Sunday, August 21, 2011

Tomb Raider: Underworld

I'm not sure how I would have reacted to this game when it came out a few years ago. The game would have still been extremely glitchy, but it's hard to say if it would have been as unacceptable then as it is now. Were the two Crystal Dynamics Tomb Raider games from the previous generation as buggy as this? They were still fresh in my mind back then. They probably couldn't be, because the fact that they were actually totally playable is what saved the series from getting completely buried. Bringing the series to a new, higher standard of hardware should have resulted in a more polished experience, not severely less. The graphics are technically superior and the grappling physics are better, but that's about the only improvement they made on the last couple games. Lara constantly clips through pieces of the environment and fails to leap in the direction you're pointing with alarming frequency. The camera is easily the worst I've had to use in a game this generation, and the game's concept of falling damage is amazingly silly.

It's like they're going for a certain level of realism with the series (physically, anyway, because the plot is filled with winged demon ladies and magic spells), and Lara can't fall even 20 feet without taking damage and probably dying, bouncing off the floor in hilarious fashion. They're not consistent enough to make this work, though. Lara can get shot multiple times and feel fine after using a health item, but she can't safely drop from distances other game characters can without a hitch? While clinging to a wall, she can leap straight up and clear a distance greater than her own height. No human alive can do this, yet she gets killed when she drops a couple stories. The combat isn't any good, either. It's a great example of the kind of combat that exists only because the developers thought they needed to break up the platforming and puzzles once in a while. Lara's pretty acrobatic, but there's no real thrill to the act of fighting. You stay away from enemies and hold down the fire button until they're dead. They didn't even bother making any boss fights like they did in previous games. When the best feature of your combat is a meter which when fully charged allows you to make it go by faster, maybe you don't need combat at all.

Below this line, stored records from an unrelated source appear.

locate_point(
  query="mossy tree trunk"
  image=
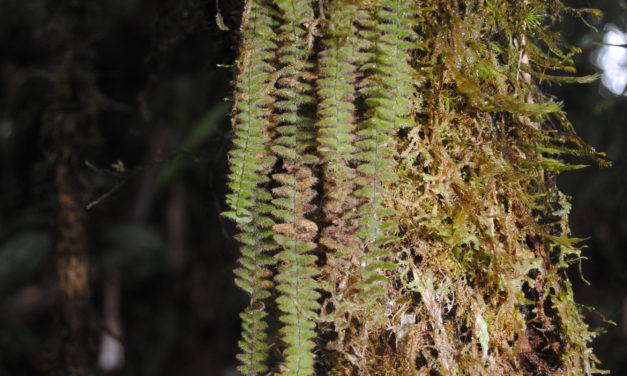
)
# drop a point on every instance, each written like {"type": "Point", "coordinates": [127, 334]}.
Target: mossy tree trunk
{"type": "Point", "coordinates": [66, 131]}
{"type": "Point", "coordinates": [393, 180]}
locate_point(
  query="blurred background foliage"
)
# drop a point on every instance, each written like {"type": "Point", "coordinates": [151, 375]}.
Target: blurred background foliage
{"type": "Point", "coordinates": [153, 176]}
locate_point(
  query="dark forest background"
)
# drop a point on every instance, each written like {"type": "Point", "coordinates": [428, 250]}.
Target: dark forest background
{"type": "Point", "coordinates": [152, 79]}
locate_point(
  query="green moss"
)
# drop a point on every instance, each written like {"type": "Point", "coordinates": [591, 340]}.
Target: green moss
{"type": "Point", "coordinates": [438, 230]}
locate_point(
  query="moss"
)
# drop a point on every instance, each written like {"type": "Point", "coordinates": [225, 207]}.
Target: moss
{"type": "Point", "coordinates": [444, 237]}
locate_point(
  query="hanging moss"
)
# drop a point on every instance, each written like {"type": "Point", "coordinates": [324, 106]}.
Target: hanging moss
{"type": "Point", "coordinates": [415, 207]}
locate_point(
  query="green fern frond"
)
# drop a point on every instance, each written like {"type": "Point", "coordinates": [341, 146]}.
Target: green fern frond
{"type": "Point", "coordinates": [294, 232]}
{"type": "Point", "coordinates": [250, 161]}
{"type": "Point", "coordinates": [390, 96]}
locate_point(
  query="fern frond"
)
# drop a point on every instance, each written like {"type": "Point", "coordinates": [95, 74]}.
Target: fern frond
{"type": "Point", "coordinates": [390, 95]}
{"type": "Point", "coordinates": [294, 232]}
{"type": "Point", "coordinates": [337, 127]}
{"type": "Point", "coordinates": [250, 160]}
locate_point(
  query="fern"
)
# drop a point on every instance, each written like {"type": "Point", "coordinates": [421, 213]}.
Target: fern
{"type": "Point", "coordinates": [250, 162]}
{"type": "Point", "coordinates": [337, 74]}
{"type": "Point", "coordinates": [389, 93]}
{"type": "Point", "coordinates": [294, 232]}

Despite these issues, and they are big ones, I don't hate the game. It takes you to some nice looking locations and let's you explore complicated temples filled with elaborate but logical puzzles. Climbing and jumping is still innately pleasurable, even if Lara can't jump straight and seems to have terrible balance for someone so athletic. The plot has a mildly intriguing crazier-Indiana Jones thing going on. It delves deeply into Norse mythology and how it has impacted religion throughout history, which is kind of neat if a bit arbitrary (Okay, so the Mayans were totally just biting on Viking stuff they found?), and it also wraps up threads from the two previous games, forming a sort of trilogy. I don't know if they're rebooting the series again now just because they want to or because of some reaction to this game, but I guess I'd believe either one. My experience with the game was much more up and down than it was with the first two, mostly because of the technical issues. But it does naturally extend from them, and adhere to a lot of the same ideas that made the franchise interesting in the first place, and influence modern AAA games like the Uncharted series. Of course, Tomb Raider was itself influenced by other previous games, but that's the incestuous nature of game design.

The game does have two downloadable episodes that continue the plot, which I have no access to due to them being exclusive to the Xbox 360. Hiding the ending of the game behind additional paid content and making paid content exclusive to a subset of your user base both seem like bad ideas to me, and combining the two is even worse. I watched video of the episodes online though, and I have to say I don't mind the results here terribly. They do take place after the ending of the game, but they feel more like epilogues than the real ending of the game. The ending that was already there feels properly climactic, and these episodes are just a bit more content to finally put a couple threads to rest. It still seems poorly thought out, but I don't really feel cheated. If this is the last we see of this continuity (I don't really know where Lara Croft and the Guardian of Light fits in), then it ends on a fine note, if a bit of an odd and clunky one.